Иеремия пристально взглянул на Барбару.
– Птицы падают с неба, и живые существа хотят, чтобы я умер. Так вот, эта вот малышка – моя страховка.
Маленький мальчик без предупреждения выбежал из-за шкафа. Барбара повернулась, чтобы увидеть Лукаса Дюпре, его крошечное пятилетнее лицо, сморщившееся от гнева, его кулачки, сжатые добела. Он бежал к проповеднику и кричал:
– ОСТАВЬТЕ ЕЕ!
Барбара отбросила окровавленную ткань и устремилась к мальчику, подхватила его до того, как он смог пересечь комнату, и подняла на руки. Ноги мальчика продолжали бить по воздуху в мультяшной пантомиме. Он уже принялся рыдать, когда Барбара прижала его к груди и начала гладить по голове.
– Хватит, хулиган, пока хватит, с ней все будет в порядке. Все хорошо. Полегче. – Барбара гладила голову мальчика и говорила мягко, но не отводила взгляд от проповедника.
– Этот человек
– И если с ней что-либо произойдет, если хотя бы один волосок на ее голове запутается, люди, которые выживут сегодня, кем бы они ни были, они посвятят остаток своих дней, сколь бы долго им ни было отмерено, чтобы найти этого человека, этого священника, это духовное лицо, и заставят его пожалеть, что он когда-либо родился. Ты понимаешь?
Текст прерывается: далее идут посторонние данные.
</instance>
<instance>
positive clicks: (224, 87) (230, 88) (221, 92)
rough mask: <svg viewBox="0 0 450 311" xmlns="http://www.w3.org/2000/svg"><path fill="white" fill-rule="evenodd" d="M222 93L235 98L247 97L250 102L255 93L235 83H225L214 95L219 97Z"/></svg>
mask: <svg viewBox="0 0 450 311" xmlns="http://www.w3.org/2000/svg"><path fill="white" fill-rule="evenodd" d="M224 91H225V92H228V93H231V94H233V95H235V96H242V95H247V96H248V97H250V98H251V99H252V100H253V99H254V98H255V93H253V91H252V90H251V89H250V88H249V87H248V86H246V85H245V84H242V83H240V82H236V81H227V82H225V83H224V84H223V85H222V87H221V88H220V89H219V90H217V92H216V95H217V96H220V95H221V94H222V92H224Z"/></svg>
Два человека приняли этот монолог близко к сердцу: мальчик, уткнувшийся в грудь Барбары дрожащей головой, и проповедник, который притих и рассматривал женщину со странной смесью злобы и восхищения. Наконец, все еще прижимая оружие к голове маленькой девочки, он уважительно кивнул Барбаре.
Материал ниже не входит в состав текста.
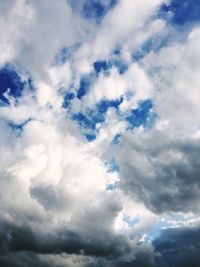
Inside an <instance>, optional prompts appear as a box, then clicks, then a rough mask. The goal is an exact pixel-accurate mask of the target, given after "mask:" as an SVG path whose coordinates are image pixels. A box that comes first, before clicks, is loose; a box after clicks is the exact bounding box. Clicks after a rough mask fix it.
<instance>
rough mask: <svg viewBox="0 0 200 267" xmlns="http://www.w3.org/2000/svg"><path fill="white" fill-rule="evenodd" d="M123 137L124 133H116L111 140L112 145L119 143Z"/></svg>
mask: <svg viewBox="0 0 200 267" xmlns="http://www.w3.org/2000/svg"><path fill="white" fill-rule="evenodd" d="M121 138H122V134H116V135H115V136H114V137H113V139H112V141H111V145H116V144H119V142H120V140H121Z"/></svg>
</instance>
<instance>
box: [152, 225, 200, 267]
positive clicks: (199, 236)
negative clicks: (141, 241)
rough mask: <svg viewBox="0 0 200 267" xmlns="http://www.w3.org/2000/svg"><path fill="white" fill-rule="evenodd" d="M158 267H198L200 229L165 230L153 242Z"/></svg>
mask: <svg viewBox="0 0 200 267" xmlns="http://www.w3.org/2000/svg"><path fill="white" fill-rule="evenodd" d="M153 244H154V246H155V248H156V252H158V253H159V254H158V256H157V257H156V261H157V265H158V266H160V267H171V266H173V267H188V266H192V267H199V264H200V229H199V228H194V229H193V228H180V229H179V228H178V229H177V228H175V229H166V230H164V231H163V232H162V234H161V235H160V236H159V238H157V239H155V240H154V242H153Z"/></svg>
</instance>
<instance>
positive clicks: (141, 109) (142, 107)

– Сообщение получено, сестренка. Думаю, мы бы отлично поладили в другой жизни.
Он тянул маленькую девочку к двери. Она пыталась не плакать. Проповедник через плечо бросил последний взгляд на Барбару.
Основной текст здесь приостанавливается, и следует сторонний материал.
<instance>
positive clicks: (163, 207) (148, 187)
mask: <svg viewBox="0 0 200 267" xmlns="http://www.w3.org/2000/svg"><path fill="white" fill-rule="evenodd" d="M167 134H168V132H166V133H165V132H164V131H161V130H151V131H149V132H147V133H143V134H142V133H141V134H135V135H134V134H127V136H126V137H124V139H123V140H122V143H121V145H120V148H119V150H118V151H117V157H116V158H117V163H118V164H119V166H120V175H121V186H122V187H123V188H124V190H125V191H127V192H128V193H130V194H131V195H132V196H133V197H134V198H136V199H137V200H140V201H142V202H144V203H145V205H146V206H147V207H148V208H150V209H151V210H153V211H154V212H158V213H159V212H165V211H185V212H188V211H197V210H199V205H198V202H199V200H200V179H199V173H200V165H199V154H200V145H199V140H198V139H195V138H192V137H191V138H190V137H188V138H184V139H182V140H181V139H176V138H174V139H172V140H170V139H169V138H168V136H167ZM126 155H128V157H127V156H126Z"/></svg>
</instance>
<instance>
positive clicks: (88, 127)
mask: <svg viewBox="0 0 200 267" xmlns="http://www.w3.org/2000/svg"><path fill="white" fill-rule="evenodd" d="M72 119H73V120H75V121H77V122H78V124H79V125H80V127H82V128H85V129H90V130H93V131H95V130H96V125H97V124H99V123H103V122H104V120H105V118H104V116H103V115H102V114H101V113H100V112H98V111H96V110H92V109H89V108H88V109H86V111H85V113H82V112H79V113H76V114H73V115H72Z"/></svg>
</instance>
– Держите порох сухим, сестренка.
Потом он повернулся, ухватился за ручку двери и открыл ее на несколько сантиметров.
Иеремия выглянул и увидел, что проход свободен. Мертвецы ушли далеко от двери.
Он вытянул Бетани на бледный дневной свет и неловко побежал прочь.
Глава двадцать вторая
Иеремии не удалось сделать и двадцати шагов от дверей заброшенного полицейского участка, как вдруг ему пришлось резко остановиться. Остановка оказалась настолько внезапной, что девочка практически упала. И на мгновение в этом отвратительном пепельном солнечном свете, струящемся на пустырь у сортировочной станции, Иеремия подумал, что видит призрака. Он стоял там, все еще сжимая воротник маленькой девочки, ошеломленный тем, кто стоял перед ним. С северо-запада доносился глубокий, загробный грохот гигантского комбайна, нелепо пожинающего невероятный урожай – и это явно были не зерновые. Звук его – кромсающий, грызущий, скребущий – аккомпанировал замешательству Иеремии. Но проповедник едва заметил фантастический, невозможный грохот, не реагировал он и на непрекращающееся жужжание стада, толпящегося достаточно близко, чтобы видеть его за деревьями и обломками, заполняющими промежутки между зданиями.
Фигура, которая оказалась прямо перед Иеремией, сначала не двигалась и ничего не говорила, просто стояла там с широко развернутыми плечами и пристально глядела на проповедника и маленькую девочку. Легкий ветерок играл грязными темно-рыжими волосами женщины: они заплетены в тугую косу, но многие пряди выбились наружу – за прошлые несколько часов в ходе суеты, бега и битвы в подземельях. Ее модные рваные джинсы и камуфляжная куртка порваны в клочья, лицо и руки в ранах, порезах и ушибах. Ее взгляд проникал в душу Иеремии, достигая самого дна и задевая какие-то негармоничные струны, вызывающие страх. Затем проповедник заметил огромный револьвер с четырехдюймовым стволом в ее правой руке, которая в данный момент была расслабленно опущена сбоку, дуло направлено в землю.
– Погляди-ка, – наконец сказал ей проповедник. – Все еще без ума от себя.
– Отпусти ее, – голос Лилли Кол звучал так гневно и одновременно настолько безучастно, что походил на замедленную запись.